My bed is an old but good hospital bed that got wheeled down the road from the clinic, all the way here, thanks to the initiative of some good women. I can adjust my back and neck, which I normally keep quite high. My pillow is propped up against a sturdy, windowless wall that faces southwest and shields me from all of life’s showers, like the man I never found. The wall opposite me faces northeast and contains a door with a glowing knob and, to the left of it, three small windows, high up. The one furthest to the left offers me a view of Lennon’s light pillar on dark autumn nights.
Then, on the left side, is a thin, non-soundproof partition, concealing the garage and Gudjón’s junk. To the right, along the eastern wall, is a kitchen unit with a sink, a refrigerator and hot plates, and my daily ordeal sits in the corner by the door: the toilet cubicle. It’s a strange society that we live in that forces its elderly to walk. I’ve repeatedly tried to point this paradox out to the girls – in the olden days, even the poorest of the poor had the right to defecate in bed! – but always in vain.
‘Sorry, we can only assist people with ILS.’
‘What’s ILS?’
‘Independent life skills.’
‘But I don’t have them, never had!’
I forgot to mention the bedside table, a four-legged antique from Grandad Sveinn and Grandma Georgía, carved out of the Danish family tree. On top of it I keep an ashtray, an heirloom from Dad, made out of German brass. Oh yes, and then there’s the antique desk chair by my bedside, which leans inexplicably forward. Awaiting visitors with infinite patience. I sometimes use it as a walking frame to help me along the Via Dolorosa.
All the fixtures are the fruit of Gudjón’s labours. Where would I be without him? In addition to the toilet, he set up the kitchen unit and partitioned off the garage, varnished the floor, and adjusted the lights. He’s a craftsman by nature, like every other Icelandic male. We’ve always been such a keen DIY nation. People are either knocking down walls, building verandas or fixing the wiring, all for the sake of patching up their marriages. But everyone knows that modern difficulties all stem from what I call male inertia.
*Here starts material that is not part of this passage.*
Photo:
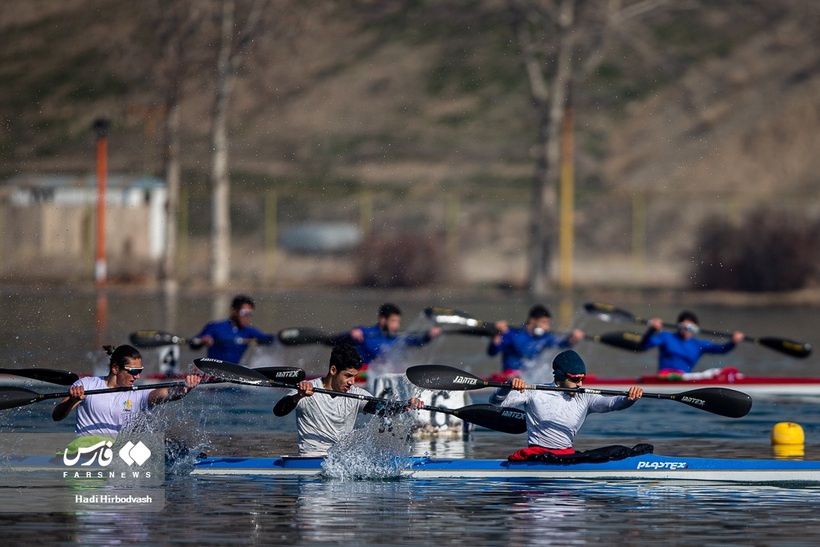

Marital problems didn’t exist until men stopped working at sea and started pottering about at home on weekends. Men have finally understood this themselves and try to fill all that unfortunate free time on their hands with imaginary urgent tasks. ‘I promised Gummi I’d help with the summerhouse,’ I heard him say on the other side of the partition the other week. Yeah. There’s obviously no marital hell in Iceland you can’t build a veranda over.